Critical but outdated! How do SMEs handle the paradox?

As we undertake transformation in SMEs, one of the most critical facilitators and predictably stumble blocks, are people. Many employees implicitly understand the need for change and take to it immediately. In fact many of them wonder what took the owners so long to embark on this transformation. There are two reasons for this feeling — one they see clearly that their roles are getting sharply defined and hence they have an opportunity to showcase their performance. Secondly many of them struggle with myriad operational issues and the process changes really ease their lives making them less stressful. That’s the easier part. The trouble is with employees that are critical to the operation but resist change. They are critical because they handle a significant portfolio or have been with the owners for long and hence trustworthy, but resist change because they feel threatened. Consider the following cases:

1) In a client in chemical industry, the key person was the production head. He has been with the business for almost two decades and has virtually held fort across all operations for over ten years. Everybody in the plant reports to him. A new crop of people joined in various functions and were keen to implement our suggestions but he would unsettle them. All processes ultimately ended with him. We restructured the organisation to restrict his influence and hence ring in the change but he would always be ahead to block progress. The client was keen but did not want to hurt the employee. In all interactions with us he expressed his helplessness. Never did we recommend his removal since he had the knowledge of many critical products so it was important to leverage him.

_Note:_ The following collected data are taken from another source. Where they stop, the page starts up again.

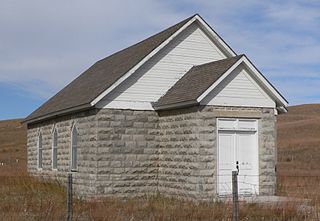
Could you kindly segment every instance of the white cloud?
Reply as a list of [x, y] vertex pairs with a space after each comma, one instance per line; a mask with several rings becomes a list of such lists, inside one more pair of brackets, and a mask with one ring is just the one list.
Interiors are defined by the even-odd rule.
[[147, 0], [2, 1], [0, 82], [48, 98], [95, 61], [183, 17]]
[[302, 102], [318, 93], [297, 79], [320, 75], [319, 11], [316, 0], [3, 0], [0, 82], [48, 98], [96, 60], [200, 13], [289, 101]]

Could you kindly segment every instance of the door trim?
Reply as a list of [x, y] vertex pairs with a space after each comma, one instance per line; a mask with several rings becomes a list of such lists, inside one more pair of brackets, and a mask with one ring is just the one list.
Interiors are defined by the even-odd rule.
[[[219, 120], [252, 120], [256, 122], [256, 128], [255, 130], [241, 130], [241, 129], [219, 129]], [[237, 117], [217, 117], [216, 118], [216, 183], [215, 183], [215, 188], [216, 188], [216, 196], [218, 197], [224, 197], [226, 195], [221, 195], [219, 194], [219, 131], [233, 131], [233, 132], [256, 132], [255, 135], [255, 141], [256, 141], [256, 147], [257, 147], [257, 175], [260, 174], [260, 151], [259, 151], [259, 137], [260, 137], [260, 133], [259, 133], [259, 119], [257, 118], [237, 118]], [[231, 175], [230, 175], [231, 176]], [[258, 188], [257, 188], [257, 195], [259, 195], [260, 193], [260, 176], [258, 176]]]

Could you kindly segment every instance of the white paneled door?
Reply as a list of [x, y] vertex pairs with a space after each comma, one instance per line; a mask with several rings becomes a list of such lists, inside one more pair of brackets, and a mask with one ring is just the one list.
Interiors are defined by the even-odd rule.
[[218, 119], [218, 194], [232, 193], [233, 170], [238, 170], [241, 195], [259, 193], [257, 120]]

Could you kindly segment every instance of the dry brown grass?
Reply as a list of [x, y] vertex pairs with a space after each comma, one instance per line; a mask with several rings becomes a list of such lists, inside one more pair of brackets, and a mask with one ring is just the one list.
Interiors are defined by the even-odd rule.
[[319, 145], [320, 104], [292, 106], [289, 107], [288, 113], [278, 116], [280, 150], [319, 147]]
[[26, 140], [27, 129], [20, 119], [0, 121], [0, 175], [26, 171]]
[[[1, 220], [65, 220], [66, 192], [58, 182], [28, 176], [1, 177]], [[191, 202], [163, 196], [99, 201], [75, 199], [74, 220], [231, 220], [232, 205], [219, 202]], [[296, 204], [282, 207], [240, 205], [241, 220], [305, 220]]]
[[[279, 193], [320, 199], [320, 104], [278, 116]], [[319, 204], [320, 205], [320, 204]]]
[[[66, 192], [57, 182], [26, 175], [26, 130], [19, 120], [0, 122], [0, 220], [64, 220]], [[278, 117], [278, 194], [308, 198], [304, 203], [245, 204], [241, 220], [320, 220], [320, 105], [290, 107]], [[19, 159], [16, 162], [16, 159]], [[229, 203], [162, 196], [74, 203], [74, 220], [231, 220]]]
[[28, 176], [1, 176], [2, 220], [63, 220], [64, 188]]

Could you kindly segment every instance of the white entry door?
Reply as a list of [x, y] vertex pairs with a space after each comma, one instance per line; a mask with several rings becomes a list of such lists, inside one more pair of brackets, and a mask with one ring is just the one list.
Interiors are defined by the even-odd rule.
[[218, 194], [232, 193], [232, 171], [239, 169], [239, 194], [259, 193], [257, 121], [218, 119]]

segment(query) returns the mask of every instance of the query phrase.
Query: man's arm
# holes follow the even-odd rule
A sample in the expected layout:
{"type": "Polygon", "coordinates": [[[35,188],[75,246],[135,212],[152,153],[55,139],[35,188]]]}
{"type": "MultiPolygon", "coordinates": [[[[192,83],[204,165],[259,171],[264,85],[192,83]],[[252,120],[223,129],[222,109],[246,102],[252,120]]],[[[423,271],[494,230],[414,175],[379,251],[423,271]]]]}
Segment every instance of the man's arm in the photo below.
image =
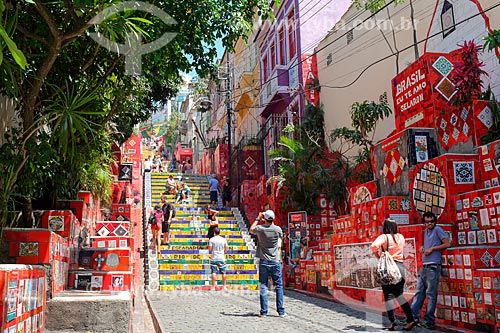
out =
{"type": "Polygon", "coordinates": [[[442,251],[444,249],[449,248],[450,246],[451,246],[450,240],[448,239],[448,237],[444,237],[441,239],[441,245],[436,245],[436,246],[428,248],[427,250],[424,251],[424,254],[426,256],[428,256],[433,251],[442,251]]]}
{"type": "Polygon", "coordinates": [[[448,237],[445,237],[445,238],[441,239],[441,245],[433,246],[432,249],[434,251],[442,251],[444,249],[449,248],[450,246],[451,246],[450,240],[448,239],[448,237]]]}
{"type": "Polygon", "coordinates": [[[255,221],[253,221],[252,225],[250,226],[250,233],[251,234],[255,235],[254,230],[257,227],[257,225],[259,224],[261,218],[262,218],[262,213],[259,213],[259,216],[257,216],[255,221]]]}

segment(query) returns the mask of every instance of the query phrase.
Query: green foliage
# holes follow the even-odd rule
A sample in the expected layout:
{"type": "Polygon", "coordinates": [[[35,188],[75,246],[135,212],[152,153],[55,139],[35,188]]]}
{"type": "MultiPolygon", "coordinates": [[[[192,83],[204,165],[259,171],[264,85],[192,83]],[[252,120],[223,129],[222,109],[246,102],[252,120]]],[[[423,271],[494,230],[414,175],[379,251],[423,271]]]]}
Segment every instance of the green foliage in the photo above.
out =
{"type": "Polygon", "coordinates": [[[301,126],[310,137],[317,138],[318,145],[325,145],[325,112],[323,106],[307,104],[301,126]]]}
{"type": "Polygon", "coordinates": [[[369,133],[375,131],[379,120],[389,117],[391,113],[392,110],[386,103],[368,102],[366,100],[361,103],[355,102],[350,110],[352,127],[358,130],[362,137],[366,137],[369,133]]]}
{"type": "Polygon", "coordinates": [[[136,124],[174,96],[181,72],[214,72],[217,39],[232,46],[250,31],[256,9],[263,16],[270,13],[267,0],[160,0],[154,5],[175,25],[135,10],[113,14],[99,26],[89,24],[101,10],[122,2],[37,0],[4,6],[0,0],[0,93],[16,101],[24,126],[1,147],[2,207],[29,206],[39,198],[51,208],[54,198],[70,199],[81,186],[105,197],[98,184],[107,184],[106,170],[97,165],[109,163],[111,142],[123,143],[136,124]],[[177,36],[143,55],[142,75],[132,77],[125,75],[125,56],[100,46],[90,32],[117,42],[135,33],[143,44],[166,32],[177,36]]]}
{"type": "Polygon", "coordinates": [[[170,114],[168,119],[167,128],[165,129],[165,135],[163,136],[163,142],[166,147],[174,148],[178,141],[176,130],[179,130],[181,126],[182,116],[180,112],[174,111],[170,114]]]}
{"type": "Polygon", "coordinates": [[[81,189],[90,191],[97,200],[101,200],[102,206],[106,206],[111,203],[114,180],[109,167],[111,158],[102,159],[95,153],[93,155],[94,158],[81,169],[80,186],[81,189]]]}
{"type": "Polygon", "coordinates": [[[500,48],[500,30],[493,30],[484,37],[484,49],[491,52],[496,48],[500,48]]]}
{"type": "Polygon", "coordinates": [[[334,156],[325,153],[323,145],[323,130],[312,127],[321,126],[320,119],[323,110],[309,109],[306,119],[300,128],[287,125],[285,133],[290,136],[298,131],[298,139],[282,136],[278,142],[279,148],[268,153],[271,160],[278,163],[278,176],[272,177],[269,182],[278,182],[278,188],[283,191],[283,207],[295,210],[305,210],[310,214],[317,214],[318,196],[325,193],[336,204],[336,209],[343,211],[342,200],[339,194],[345,194],[343,163],[334,156]],[[311,118],[314,119],[311,119],[311,118]],[[314,130],[313,130],[314,129],[314,130]]]}
{"type": "MultiPolygon", "coordinates": [[[[4,0],[0,0],[0,18],[3,16],[5,9],[6,7],[4,0]]],[[[26,57],[17,48],[16,43],[14,43],[14,41],[10,37],[10,35],[15,30],[16,19],[17,13],[11,17],[6,18],[5,24],[0,20],[0,68],[4,60],[3,51],[4,48],[7,47],[16,64],[19,65],[19,67],[21,67],[22,69],[26,69],[26,57]]]]}
{"type": "MultiPolygon", "coordinates": [[[[346,163],[344,176],[359,183],[373,179],[370,147],[377,123],[387,118],[392,110],[386,103],[355,102],[351,106],[352,128],[341,127],[330,132],[330,142],[346,163]],[[368,137],[371,133],[371,137],[368,137]]],[[[347,183],[347,180],[346,180],[347,183]]]]}
{"type": "MultiPolygon", "coordinates": [[[[394,5],[397,6],[405,0],[394,0],[394,5]]],[[[385,0],[353,0],[353,3],[358,9],[364,8],[372,13],[384,8],[386,5],[385,0]]]]}
{"type": "Polygon", "coordinates": [[[78,155],[78,143],[88,143],[94,132],[100,127],[96,123],[103,118],[104,111],[99,111],[95,103],[95,91],[76,92],[66,82],[63,90],[53,86],[55,98],[48,105],[47,113],[35,124],[47,124],[51,128],[51,141],[58,147],[61,157],[72,159],[78,155]]]}
{"type": "Polygon", "coordinates": [[[4,227],[20,201],[45,194],[44,184],[55,176],[59,158],[46,133],[24,140],[12,129],[0,146],[0,161],[0,227],[4,227]]]}

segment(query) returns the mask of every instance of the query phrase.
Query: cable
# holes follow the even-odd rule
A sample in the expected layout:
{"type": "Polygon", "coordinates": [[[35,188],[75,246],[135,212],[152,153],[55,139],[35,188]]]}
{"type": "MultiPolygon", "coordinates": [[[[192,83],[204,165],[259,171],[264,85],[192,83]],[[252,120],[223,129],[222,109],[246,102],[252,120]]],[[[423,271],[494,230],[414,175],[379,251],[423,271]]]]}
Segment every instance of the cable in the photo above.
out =
{"type": "MultiPolygon", "coordinates": [[[[391,0],[389,3],[387,3],[386,5],[384,5],[382,8],[380,8],[379,10],[377,10],[375,13],[372,13],[370,16],[368,16],[366,19],[364,19],[362,22],[360,22],[359,24],[357,24],[356,26],[354,26],[353,28],[349,29],[348,31],[346,31],[345,33],[343,33],[341,36],[337,37],[336,39],[334,39],[333,41],[329,42],[327,45],[325,45],[323,48],[319,49],[319,50],[316,50],[316,52],[318,51],[321,51],[323,49],[325,49],[326,47],[328,47],[329,45],[333,44],[335,41],[339,40],[340,38],[344,37],[345,35],[347,35],[347,33],[349,33],[350,31],[353,31],[355,28],[357,28],[358,26],[364,24],[366,21],[368,21],[369,19],[371,19],[375,14],[379,13],[381,10],[385,9],[387,6],[389,6],[390,4],[392,4],[394,2],[394,0],[391,0]]],[[[335,29],[335,27],[334,27],[335,29]]],[[[299,65],[301,65],[303,62],[305,62],[306,60],[308,60],[309,58],[311,58],[312,55],[309,55],[309,56],[306,56],[304,57],[303,59],[297,59],[297,64],[294,64],[293,66],[290,66],[289,69],[291,68],[294,68],[294,67],[298,67],[299,65]]],[[[261,89],[264,85],[266,85],[267,83],[269,83],[271,80],[273,79],[276,79],[276,78],[279,78],[281,75],[284,75],[284,74],[288,74],[288,72],[283,72],[281,74],[277,74],[271,78],[268,78],[264,83],[261,83],[259,85],[259,89],[261,89]]],[[[252,89],[254,90],[254,89],[252,89]]],[[[252,90],[249,90],[247,92],[250,92],[252,90]]],[[[247,93],[247,92],[244,92],[244,93],[247,93]]],[[[240,94],[239,96],[233,96],[233,98],[237,98],[237,97],[240,97],[242,96],[244,93],[240,94]]]]}
{"type": "MultiPolygon", "coordinates": [[[[498,3],[498,4],[496,4],[496,5],[493,5],[493,6],[491,6],[490,8],[485,9],[485,10],[483,10],[483,11],[480,11],[480,12],[478,12],[477,14],[474,14],[474,15],[472,15],[472,16],[470,16],[470,17],[466,18],[466,19],[463,19],[462,21],[459,21],[458,23],[455,23],[455,26],[460,25],[460,24],[462,24],[462,23],[465,23],[465,22],[467,22],[468,20],[470,20],[470,19],[472,19],[472,18],[474,18],[474,17],[476,17],[476,16],[478,16],[478,15],[482,15],[482,14],[484,14],[484,13],[486,13],[486,12],[488,12],[488,11],[492,10],[492,9],[495,9],[495,8],[496,8],[496,7],[498,7],[498,6],[500,6],[500,3],[498,3]]],[[[440,34],[442,34],[442,33],[443,33],[443,30],[440,30],[440,31],[438,31],[438,32],[434,33],[433,35],[430,35],[430,36],[428,36],[428,37],[426,37],[426,38],[424,38],[424,39],[421,39],[420,41],[418,41],[418,42],[417,42],[417,45],[418,45],[418,44],[421,44],[421,43],[423,43],[423,42],[425,42],[425,41],[427,41],[427,40],[429,40],[429,39],[431,39],[431,38],[434,38],[434,37],[436,37],[436,36],[438,36],[438,35],[440,35],[440,34]]],[[[402,49],[402,50],[400,50],[398,53],[402,53],[402,52],[404,52],[404,51],[407,51],[407,50],[409,50],[409,49],[410,49],[410,48],[412,48],[412,47],[414,47],[414,45],[413,45],[413,44],[412,44],[412,45],[409,45],[409,46],[407,46],[407,47],[405,47],[405,48],[403,48],[403,49],[402,49]]],[[[361,73],[359,73],[359,75],[358,75],[358,76],[354,79],[354,81],[352,81],[351,83],[349,83],[349,84],[347,84],[347,85],[343,85],[343,86],[327,86],[327,85],[323,85],[323,84],[322,84],[322,85],[320,85],[320,86],[321,86],[321,88],[330,88],[330,89],[343,89],[343,88],[350,87],[350,86],[351,86],[351,85],[353,85],[353,84],[354,84],[357,80],[359,80],[359,78],[360,78],[360,77],[361,77],[361,76],[362,76],[362,75],[363,75],[363,74],[364,74],[364,73],[365,73],[365,72],[366,72],[369,68],[371,68],[372,66],[374,66],[374,65],[376,65],[376,64],[378,64],[378,63],[380,63],[380,62],[382,62],[382,61],[384,61],[384,60],[386,60],[386,59],[389,59],[389,58],[390,58],[390,57],[392,57],[392,56],[393,56],[393,54],[390,54],[390,55],[388,55],[388,56],[386,56],[386,57],[383,57],[383,58],[381,58],[381,59],[379,59],[379,60],[377,60],[377,61],[375,61],[375,62],[371,63],[371,64],[370,64],[370,65],[368,65],[365,69],[363,69],[363,70],[361,71],[361,73]]],[[[352,73],[352,72],[351,72],[351,73],[352,73]]]]}

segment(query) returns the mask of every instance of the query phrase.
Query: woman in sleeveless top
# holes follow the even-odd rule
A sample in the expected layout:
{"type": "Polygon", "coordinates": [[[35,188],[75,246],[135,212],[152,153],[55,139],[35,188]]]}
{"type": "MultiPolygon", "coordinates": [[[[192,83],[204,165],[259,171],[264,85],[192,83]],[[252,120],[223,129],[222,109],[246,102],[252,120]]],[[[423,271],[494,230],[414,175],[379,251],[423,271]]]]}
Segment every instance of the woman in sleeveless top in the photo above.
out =
{"type": "Polygon", "coordinates": [[[391,321],[391,325],[387,329],[389,331],[395,331],[397,328],[396,317],[394,316],[395,304],[393,301],[393,299],[396,298],[406,315],[407,324],[403,327],[403,331],[410,331],[415,327],[416,321],[414,321],[410,305],[403,295],[405,286],[405,269],[403,266],[405,238],[403,235],[398,233],[398,224],[393,219],[385,219],[384,224],[382,225],[382,232],[382,235],[378,236],[371,245],[373,255],[380,258],[383,250],[389,252],[401,271],[401,276],[403,277],[401,281],[396,284],[382,286],[387,317],[391,321]],[[386,248],[387,242],[389,243],[388,248],[386,248]]]}

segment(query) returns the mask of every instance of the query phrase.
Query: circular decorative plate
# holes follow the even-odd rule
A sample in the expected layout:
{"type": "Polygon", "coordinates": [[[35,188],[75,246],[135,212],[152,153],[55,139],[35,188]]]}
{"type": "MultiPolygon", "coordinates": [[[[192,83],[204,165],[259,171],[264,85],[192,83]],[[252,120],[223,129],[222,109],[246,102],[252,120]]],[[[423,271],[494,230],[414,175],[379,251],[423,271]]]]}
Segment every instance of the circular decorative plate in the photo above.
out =
{"type": "Polygon", "coordinates": [[[108,267],[118,267],[118,264],[120,263],[120,258],[116,253],[110,253],[108,254],[106,258],[106,266],[108,267]]]}

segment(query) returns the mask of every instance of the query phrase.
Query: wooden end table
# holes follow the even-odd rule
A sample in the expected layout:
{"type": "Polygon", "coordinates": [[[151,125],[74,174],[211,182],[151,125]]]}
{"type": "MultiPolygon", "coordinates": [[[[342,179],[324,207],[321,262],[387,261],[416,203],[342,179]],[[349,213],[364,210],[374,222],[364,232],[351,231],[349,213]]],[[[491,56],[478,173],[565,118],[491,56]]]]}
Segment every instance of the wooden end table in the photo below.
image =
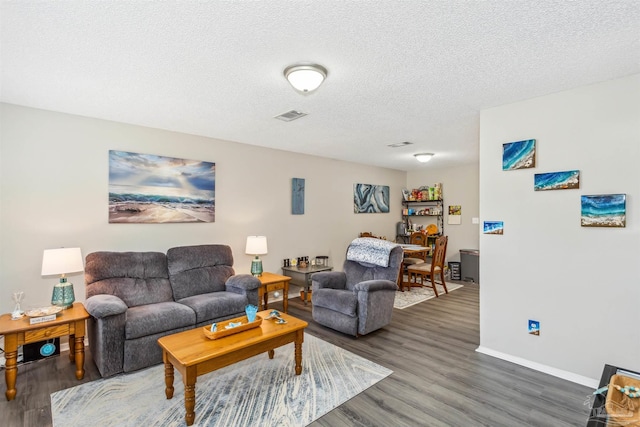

2) In a trading client of ours, the COO was the owner’s right hand man. So much so that the owner left all operations to him and only deciding on strategic issues. But he also realised that this arrangement is the biggest block to growth since the COO was a prima donna and blocked any change that we wanted to bring. The owner, in conversations with us, pleaded us to bring in the change in the COO through counselling and training. He believed if the COO changed, the organisation will transform.

Many owners suffer from this dilemma. How should we handle this paradox? In our experience, there is really no choice but to catch the bull by the horn. Because the other option is to hold the organisation hostage to somebody’s obstinacy. And why? Because the owner believes no one can do what this employee is doing and loyalty is supreme. While the latter is a valued quality in SMEs, the former is not. It is possible to get people who are better if the processes and knowledge capture is right.

By the way in both the cases we did manage to transform — in case (1), we managed to move the person to a new unit and in the second, made the owner communicate the expectations clearly and create an action plan.. We also helped the owner recruit an assistant who oversaw the program while the COO managed the operations.

It is important for the owner to realise the the organisation is bigger than individuals and one person’s refusal to transform can affect the whole organisation’s growth and prosperity.